Baghdad, 23 June 2003 (RFE/RL) -- Iraq is to get a new army division numbering 12,000 troops within a year, the chief adviser for security issues in the U.S. civil administration, Walter Slocombe, said today. The New Iraqi Army would be responsible for border protection, securing roads and installations, and clearing mines and unexploded bombs left over from the war, he said.

Slocombe also announced payments to hundreds of thousands of demobilized regular soldiers and conscripts, following outbreaks of violence during wage demonstrations in Baghdad. About 200,000 regular soldiers would continue to receive their pay while 300,000 conscripts and reserves would receive one-off payments.

Only a small number of officers would be employed in the new army, as it will be much smaller than that of former Iraqi President Saddam Hussein. "It will be a military troop, not a police force," Slocombe said.

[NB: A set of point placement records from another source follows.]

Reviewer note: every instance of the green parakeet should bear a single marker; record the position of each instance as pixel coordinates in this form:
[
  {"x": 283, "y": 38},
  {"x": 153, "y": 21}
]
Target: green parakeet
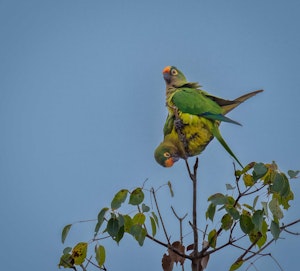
[{"x": 193, "y": 118}]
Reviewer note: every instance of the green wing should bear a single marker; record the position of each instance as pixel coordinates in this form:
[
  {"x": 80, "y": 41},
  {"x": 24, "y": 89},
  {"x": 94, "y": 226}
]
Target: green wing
[
  {"x": 169, "y": 124},
  {"x": 196, "y": 102}
]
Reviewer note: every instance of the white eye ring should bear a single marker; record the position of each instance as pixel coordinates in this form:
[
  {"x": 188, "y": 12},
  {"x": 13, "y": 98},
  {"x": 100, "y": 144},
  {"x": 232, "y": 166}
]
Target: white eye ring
[
  {"x": 174, "y": 72},
  {"x": 167, "y": 154}
]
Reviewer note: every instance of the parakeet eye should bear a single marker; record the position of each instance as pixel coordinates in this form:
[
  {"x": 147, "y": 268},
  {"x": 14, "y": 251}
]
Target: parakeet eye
[
  {"x": 167, "y": 155},
  {"x": 174, "y": 72}
]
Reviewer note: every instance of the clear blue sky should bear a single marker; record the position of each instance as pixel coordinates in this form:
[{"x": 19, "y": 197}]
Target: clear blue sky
[{"x": 82, "y": 109}]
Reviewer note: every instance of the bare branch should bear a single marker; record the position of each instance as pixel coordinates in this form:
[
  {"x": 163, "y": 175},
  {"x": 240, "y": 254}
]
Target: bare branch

The first division was conceived as a light infantry. The objective was to establish three divisions with about 40,000 soldiers within three years. U.S. General Paul Eaton, former commander of the infantry school in the United States, would supervise training to be conducted by U.S. firms. Recruiting would begin next week.

"We have always said that the former military personnel is part of the Iraqi future, if they were not too profoundly enmeshed in Saddam Hussein's regime," said Paul Bremer, the U.S. civilian administrator for Iraq. The future of Kurdish militias in northern Iraq will not be influenced by the option for a new army, he said.